Sabe la Tierra: Ledesma Nat paper is not white, and in this line, we should also change our customs, right?

Marcos: yes, is a cultural matter. If you see papers from the 50s, they were similar to the ones from Ledesma Nat. After that, the white culture came along, and during the 90s, it started to be measured with a concept, brightness, which measures whiteness perception from human beings. Today’s levels of papers are at a 94 %. But I’ve seen papers that reach the 100 %, you folded it and it seemed an impressive blue light beam. That was the 90s boom, but in the last years we started to notice there was a way back, a returning to natural perceptions.

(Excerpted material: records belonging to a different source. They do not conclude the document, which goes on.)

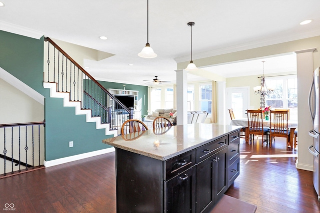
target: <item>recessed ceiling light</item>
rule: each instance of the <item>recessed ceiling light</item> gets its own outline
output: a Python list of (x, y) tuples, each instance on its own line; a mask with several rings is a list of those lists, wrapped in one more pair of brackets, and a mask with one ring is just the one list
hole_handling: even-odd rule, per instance
[(300, 22), (300, 25), (304, 25), (304, 24), (308, 24), (310, 23), (311, 21), (312, 21), (312, 20), (313, 20), (312, 19), (304, 20), (304, 21)]

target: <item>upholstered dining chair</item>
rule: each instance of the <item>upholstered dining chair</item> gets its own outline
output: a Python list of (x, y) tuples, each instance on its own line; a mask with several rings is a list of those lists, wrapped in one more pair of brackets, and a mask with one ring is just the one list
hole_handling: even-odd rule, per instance
[(121, 135), (148, 130), (148, 128), (142, 121), (136, 119), (126, 121), (121, 127)]
[(262, 136), (262, 146), (264, 146), (264, 136), (266, 137), (266, 144), (269, 142), (268, 136), (270, 129), (264, 128), (262, 121), (262, 110), (248, 110), (248, 127), (249, 135), (251, 135), (251, 141), (254, 143), (254, 135), (260, 135)]
[[(234, 110), (232, 108), (228, 109), (229, 114), (230, 114), (230, 118), (231, 120), (236, 119), (234, 114)], [(246, 138), (246, 127), (242, 127), (240, 130), (240, 138)]]
[(276, 137), (282, 137), (286, 138), (288, 147), (290, 145), (290, 135), (288, 110), (270, 110), (270, 146), (272, 146), (273, 138), (276, 141)]
[(166, 127), (167, 126), (173, 126), (174, 124), (170, 120), (166, 117), (159, 116), (154, 118), (152, 123), (154, 129)]

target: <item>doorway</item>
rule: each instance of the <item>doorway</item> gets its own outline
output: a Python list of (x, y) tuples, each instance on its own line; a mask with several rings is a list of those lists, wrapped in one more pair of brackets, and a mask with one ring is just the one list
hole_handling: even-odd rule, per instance
[[(226, 94), (228, 108), (233, 109), (235, 117), (246, 118), (249, 104), (249, 87), (228, 88)], [(228, 112), (226, 121), (228, 124), (231, 121)]]

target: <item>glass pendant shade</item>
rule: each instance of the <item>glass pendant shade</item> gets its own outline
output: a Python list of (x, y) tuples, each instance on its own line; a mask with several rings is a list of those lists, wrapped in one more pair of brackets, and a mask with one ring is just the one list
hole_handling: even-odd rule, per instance
[(138, 53), (138, 55), (142, 58), (152, 58), (156, 57), (158, 55), (154, 52), (152, 48), (150, 47), (149, 43), (147, 43), (141, 52)]
[(190, 63), (188, 64), (188, 66), (186, 69), (186, 70), (187, 71), (192, 71), (192, 70), (196, 70), (198, 69), (198, 67), (196, 66), (192, 61), (190, 61)]
[(190, 63), (188, 64), (186, 68), (184, 69), (187, 71), (192, 71), (192, 70), (196, 70), (198, 68), (196, 66), (196, 64), (194, 63), (194, 62), (192, 61), (192, 26), (194, 26), (194, 22), (190, 22), (188, 24), (188, 26), (190, 26), (190, 52), (191, 52), (191, 60), (190, 60)]

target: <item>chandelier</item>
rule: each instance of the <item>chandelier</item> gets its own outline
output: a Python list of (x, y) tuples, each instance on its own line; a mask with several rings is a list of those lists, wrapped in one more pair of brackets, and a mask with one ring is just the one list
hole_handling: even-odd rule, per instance
[(268, 88), (266, 84), (266, 79), (264, 78), (264, 62), (266, 61), (262, 61), (262, 62), (264, 64), (264, 75), (261, 77), (258, 77), (258, 78), (261, 78), (260, 81), (260, 86), (257, 86), (254, 88), (254, 94), (258, 95), (260, 94), (260, 95), (264, 96), (267, 94), (272, 94), (274, 93), (274, 89), (270, 87)]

Sabe la Tierra: those are similar processes found in flour or sugar whiteness, that are returning to more natural colors, without so many bleachers.

Marcos: It’s relatively new, it’s only about 3 years old. When we launched our first innovative notebook it was in 2010, it was the Ledesma + Bio notebook, which was awarded between the most sustainable five products in the world, in the most important library products fair in Germany, and it was a result of hard team work. Because one of the key principles of innovation is creating an innovating culture. And that implies people not being afraid of it. An internal force must be created for people to feel there are no bad ideas, and to encourage brainstorming ideas they came up with while showering.

Sabe la Tierra: And that should be done in an organic way…

Marcos: There is a very fundamental thing in Ledesma. We presented two years ago Ledesma + Bio, the first product with natural paper with bioplastic wire and the bioplastic sugarcane flap. And a month before, Lego made its international launch of the first block kit made with bioplastic made from sugarcane, and we had the same supplier. Those two things combined contribute to the cultural perspective. I told the board and to everyone “you know what being at the same level that Lego international means?”… It basically means innovation, that you are already visualizing a much-progressed world. That’s why we need to cultivate these ideas in the culture, so there is no fear, and so the world knows you’re willing to take your chances. Just as you, in Sabe la Tierra, are doing. You know what? You may not change the world, but you’ll make it a little bit better than yesterday.